Diese Modellvorstellung dessen, was tatsächlich passierte, erlaubt einen Blick auf empirisch sichtbare Aspekte. Denn die soziale Strukturierung von Menschen in Gruppen, die akzeptieren, Teile in einem übergeordneten und prinzipiell ergebnisoffenen größeren Ganzen zu sein, prägte Europa von 330 bis 1968: Es bot die Grundlage für Territorialstaaten, die im Wettbewerb die Grenzen des Wissens ausloteten und so die moderne Wissenschaft schufen. Es ermöglichte, dass europäische Stadtbürger sich in Sestieri oder Zünften zusammenschlossen und so Autonomie und Stadtfreiheit erkämpften.
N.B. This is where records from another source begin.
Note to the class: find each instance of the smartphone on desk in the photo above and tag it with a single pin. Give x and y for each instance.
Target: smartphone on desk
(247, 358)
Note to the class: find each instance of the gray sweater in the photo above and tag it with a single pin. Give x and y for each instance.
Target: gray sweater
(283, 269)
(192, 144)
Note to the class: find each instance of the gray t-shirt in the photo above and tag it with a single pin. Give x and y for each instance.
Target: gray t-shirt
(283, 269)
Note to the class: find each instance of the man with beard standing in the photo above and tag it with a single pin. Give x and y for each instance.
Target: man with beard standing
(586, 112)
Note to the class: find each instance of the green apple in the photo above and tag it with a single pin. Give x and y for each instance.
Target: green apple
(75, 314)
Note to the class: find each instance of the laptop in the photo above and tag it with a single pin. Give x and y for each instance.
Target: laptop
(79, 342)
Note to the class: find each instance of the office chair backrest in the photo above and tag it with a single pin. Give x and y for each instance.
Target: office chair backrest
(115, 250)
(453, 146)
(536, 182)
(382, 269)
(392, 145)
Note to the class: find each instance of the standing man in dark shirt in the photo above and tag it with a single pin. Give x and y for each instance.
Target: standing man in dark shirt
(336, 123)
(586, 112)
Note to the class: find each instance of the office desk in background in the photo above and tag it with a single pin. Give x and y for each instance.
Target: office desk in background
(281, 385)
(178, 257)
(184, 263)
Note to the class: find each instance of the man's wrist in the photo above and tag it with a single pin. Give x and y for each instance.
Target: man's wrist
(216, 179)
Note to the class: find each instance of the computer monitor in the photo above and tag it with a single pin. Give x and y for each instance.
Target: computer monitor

Und als die Industrialisierung Gesellschaften bildete, die für zentrale hierarchische Beherrschung zu komplex wurden, ermöglichte es, die Bevölkerungen der neuen Industriegesellschaften durch Parteibindungen in politische Entscheidungen einzubeziehen.
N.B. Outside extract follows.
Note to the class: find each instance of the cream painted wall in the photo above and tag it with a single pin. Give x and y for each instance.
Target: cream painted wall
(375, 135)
Das Jahr 1918 – als erstmals die hierarchischen Entscheider in großem Maße abdankten – hatte zunächst Ansätze der Basisdemokratie versucht. Aber die Basisdemokratie war nicht stabil, weil jeder nur ein Leben hat und der Tag nur 24 Stunden. Da ist es sinnvoll, politische Entscheidungen an Menschen abzugeben, denen man vertraut. In der Industriegesellschaft funktionierte es, dieses Vertrauen in einem Paket abzugeben und sich mit der Stimmabgabe genau einer Gruppe zuzuordnen, weil moderne Offenheit und Deliberation erst einmal nur ganz oben in der Gesellschaft einzogen, während die Individuen in ihrem täglichen Leben noch ganz in traditionelle und autoritär-hierarchische Verhältnisse und damit eben in Gruppen eingebunden waren. Und der Erfolg der Industriegesellschaft exportierte gruppenbasierte Institutionen in die ganze Welt, bis hoch zu den Vereinten Nationen, die ja auch eine Ansammlung konstruierter Gruppen sind.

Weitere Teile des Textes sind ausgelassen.